A concave spherical mirror curves inward, meaning that it has a reflective surface on the inside of the curve. A convex spherical mirror curves outward, meaning that it has a reflective surface on the outside of the curve. The focal length and image produced by each type of mirror are different.

3. What is a ray diagram?

A ray diagram is a graphical representation of the path of light rays as they interact with a spherical mirror. It helps to visualize how light is reflected or refracted by the mirror and where the image appears.
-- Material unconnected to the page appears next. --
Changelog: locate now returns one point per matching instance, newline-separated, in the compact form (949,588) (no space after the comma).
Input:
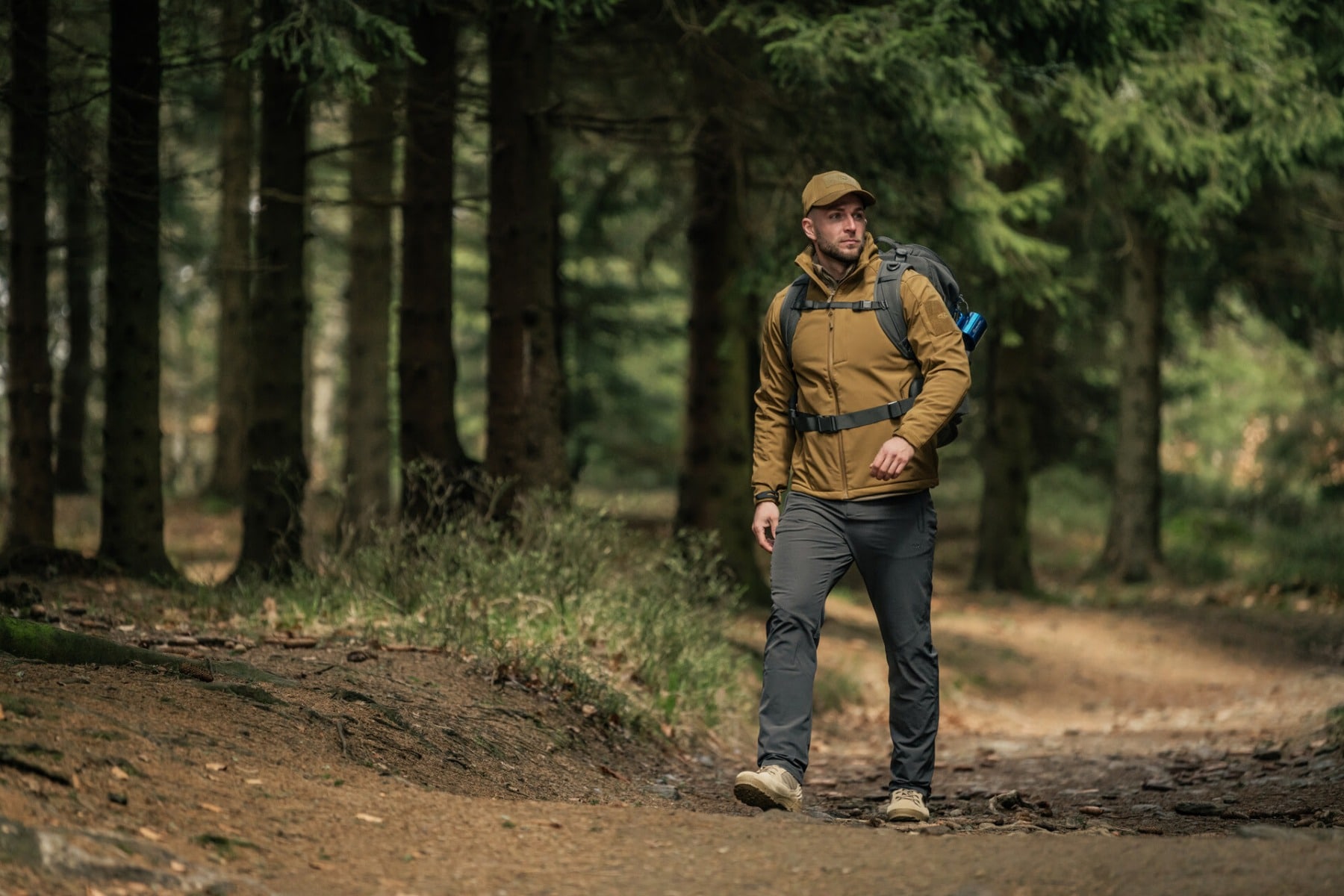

4. How is the focal length of a spherical mirror determined?

The focal length of a spherical mirror is determined by the distance between the center of the mirror and its focal point. For a concave mirror, the focal length is half the radius of the mirror. For a convex mirror, the focal length is the same as the radius of the mirror.

5. What are the three types of images produced by a spherical mirror?

The three types of images produced by a spherical mirror are real, virtual, and inverted. A real image is formed when light rays converge and can be projected onto a screen. A virtual image is formed when light rays appear to converge, but do not actually intersect and cannot be projected. An inverted image is formed when the top and bottom of the object are switched in the image.